The lead grew to seven, but Miami was back within two and appearing ready to get the ball back when Parker lost control of the ball and his balance as the clock was set to expire. He gathered the ball and his footing, turning and tossing it in as the light above the basket turned red.
“Tony’s shot is one of those things that happens sometimes,” Ginobili said. “We got lucky today.”
It was an entertaining start to a matchup that seemed years in the making between perennial contenders, the Spurs making their fifth appearance and the Heat their fourth. Commissioner David Stern called it “probably the most anticipated Finals in who knows, 30 years,” likely more a bit of hyperbole in his final state of the league address than a comment meant to slight fans of the Celtics, Lakers or Michael Jordan’s Bulls.
It came with the promise of beautiful basketball between two fluid offenses that were built differently but share common beliefs and a healthy respect.
The Spurs value system over stardom, never asking for attention — and too often not getting it.
The Heat have never been out of the spotlight from the moment James and Bosh showed up to join Wade, James vowing multiple titles as lights flashed and music boomed, showing they were going to be loud and impossible to ignore.
The Heat have assembled a deep supporting cast loaded with 3-point shooters that turned them into a 66-win powerhouse this season, sending the Spurs to the Finals in the unfamiliar role of underdog.
They handled it just fine.
The Spurs hadn’t played since May 27, when they finished off a sweep of Memphis in the Western Conference finals, and even coach Gregg Popovich said he didn’t know what to expect.
San Antonio turned it over on its first possession, leading to Wade’s fast-break dunk. Then the Spurs ran off nine straight points, showing the rest helped more than any rust hurt.
Only Duncan, who has remained among the NBA’s best, looked out of sync. He missed all five shots in the first quarter before going to the bench late in the period with his second foul.
The Heat had a 38-29 lead by the time he returned, and he quickly got on the board with an inside basket en route to a 12-point second quarter.
Back in the arena where James had 26 points, 11 rebounds and 13 assists in last year’s closeout game, fans arrived to white shirts reading “Witness Miami” draped over their seats.
The Miami fans didn’t like what they witnessed, many leaving as referees reviewed Parker’s shot.

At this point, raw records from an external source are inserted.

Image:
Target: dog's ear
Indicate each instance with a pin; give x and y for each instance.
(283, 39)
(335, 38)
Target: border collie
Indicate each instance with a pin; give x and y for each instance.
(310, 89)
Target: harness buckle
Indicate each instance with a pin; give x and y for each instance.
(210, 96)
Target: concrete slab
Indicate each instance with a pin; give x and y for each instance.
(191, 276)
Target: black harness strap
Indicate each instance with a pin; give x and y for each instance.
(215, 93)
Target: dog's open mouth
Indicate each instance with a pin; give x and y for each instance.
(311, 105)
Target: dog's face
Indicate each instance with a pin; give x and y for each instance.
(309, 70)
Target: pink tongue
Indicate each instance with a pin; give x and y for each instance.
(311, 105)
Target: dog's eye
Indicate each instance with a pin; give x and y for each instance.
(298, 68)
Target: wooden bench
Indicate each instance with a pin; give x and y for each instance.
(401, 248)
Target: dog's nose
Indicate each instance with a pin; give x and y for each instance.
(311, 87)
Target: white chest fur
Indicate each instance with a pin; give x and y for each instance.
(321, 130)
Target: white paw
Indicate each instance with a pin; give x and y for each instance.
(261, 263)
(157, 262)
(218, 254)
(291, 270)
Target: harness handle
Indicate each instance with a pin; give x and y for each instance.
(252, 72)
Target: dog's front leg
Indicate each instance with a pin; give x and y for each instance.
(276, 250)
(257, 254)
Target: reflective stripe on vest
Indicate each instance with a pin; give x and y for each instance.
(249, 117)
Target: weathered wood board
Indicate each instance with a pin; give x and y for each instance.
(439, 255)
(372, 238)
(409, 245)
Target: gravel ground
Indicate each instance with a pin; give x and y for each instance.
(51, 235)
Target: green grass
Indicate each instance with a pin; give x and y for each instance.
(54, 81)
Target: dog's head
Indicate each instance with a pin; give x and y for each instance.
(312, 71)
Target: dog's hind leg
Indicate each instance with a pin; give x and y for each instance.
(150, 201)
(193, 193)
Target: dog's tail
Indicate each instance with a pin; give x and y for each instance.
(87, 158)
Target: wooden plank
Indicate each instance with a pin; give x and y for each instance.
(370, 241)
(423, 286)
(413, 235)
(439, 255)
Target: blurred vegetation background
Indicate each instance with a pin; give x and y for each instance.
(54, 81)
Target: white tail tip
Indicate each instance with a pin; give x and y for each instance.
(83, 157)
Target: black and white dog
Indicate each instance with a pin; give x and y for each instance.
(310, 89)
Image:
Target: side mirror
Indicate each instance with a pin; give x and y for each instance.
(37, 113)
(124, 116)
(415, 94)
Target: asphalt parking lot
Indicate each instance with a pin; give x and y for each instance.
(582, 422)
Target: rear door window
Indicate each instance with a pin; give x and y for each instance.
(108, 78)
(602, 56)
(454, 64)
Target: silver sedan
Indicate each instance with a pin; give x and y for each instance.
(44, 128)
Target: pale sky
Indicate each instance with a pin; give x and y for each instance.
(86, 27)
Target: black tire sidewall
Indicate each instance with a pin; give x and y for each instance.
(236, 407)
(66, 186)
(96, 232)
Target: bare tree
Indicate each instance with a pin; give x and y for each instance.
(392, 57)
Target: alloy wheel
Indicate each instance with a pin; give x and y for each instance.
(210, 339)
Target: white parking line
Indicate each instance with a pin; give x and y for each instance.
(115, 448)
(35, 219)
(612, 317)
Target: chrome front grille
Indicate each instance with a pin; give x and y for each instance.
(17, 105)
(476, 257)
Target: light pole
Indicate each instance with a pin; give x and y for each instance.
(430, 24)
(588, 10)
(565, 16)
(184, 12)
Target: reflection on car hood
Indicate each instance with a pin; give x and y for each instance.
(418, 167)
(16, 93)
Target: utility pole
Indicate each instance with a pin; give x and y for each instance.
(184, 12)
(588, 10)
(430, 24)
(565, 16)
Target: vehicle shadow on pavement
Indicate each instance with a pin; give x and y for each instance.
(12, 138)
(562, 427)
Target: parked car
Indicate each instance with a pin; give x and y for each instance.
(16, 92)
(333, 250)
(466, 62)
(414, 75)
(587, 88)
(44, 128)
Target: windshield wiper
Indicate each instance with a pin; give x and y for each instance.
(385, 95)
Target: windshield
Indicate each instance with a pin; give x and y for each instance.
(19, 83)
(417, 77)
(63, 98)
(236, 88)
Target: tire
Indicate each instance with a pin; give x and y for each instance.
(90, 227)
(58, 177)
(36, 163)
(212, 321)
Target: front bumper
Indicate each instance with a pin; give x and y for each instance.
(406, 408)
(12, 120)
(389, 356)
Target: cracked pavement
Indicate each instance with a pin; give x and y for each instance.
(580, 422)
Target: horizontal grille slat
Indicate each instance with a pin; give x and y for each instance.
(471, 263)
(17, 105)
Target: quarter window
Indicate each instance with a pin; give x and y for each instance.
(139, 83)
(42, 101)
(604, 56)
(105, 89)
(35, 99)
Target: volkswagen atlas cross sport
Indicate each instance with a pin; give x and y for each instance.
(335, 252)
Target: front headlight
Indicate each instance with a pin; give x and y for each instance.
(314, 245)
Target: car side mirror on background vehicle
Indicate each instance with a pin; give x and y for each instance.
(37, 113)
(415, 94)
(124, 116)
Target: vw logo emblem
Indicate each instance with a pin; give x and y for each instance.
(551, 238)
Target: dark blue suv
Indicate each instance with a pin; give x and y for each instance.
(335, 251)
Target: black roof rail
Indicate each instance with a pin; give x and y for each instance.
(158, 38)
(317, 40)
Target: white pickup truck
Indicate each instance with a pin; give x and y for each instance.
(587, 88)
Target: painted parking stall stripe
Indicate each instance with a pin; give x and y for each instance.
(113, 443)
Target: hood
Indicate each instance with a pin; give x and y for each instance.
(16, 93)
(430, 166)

Duncan joined Elgin Baylor, A.C. Green and John Salley as the only players in NBA history to make a Finals appearance in three decades. Salley is the only one to win titles in three decades. … The teams combined for 12 turnovers, tying the record for the fewest in a playoff game. San Antonio had just four. … Eleven of the Spurs’ 15 players were making their Finals debuts. Only Duncan, Parker, Ginobili and Matt Bonner were on the 2007 team. … The Spanish national soccer team was at the game, along with former Dolphins quarterback Dan Marino, whose No. 13 jersey is retired in the arena.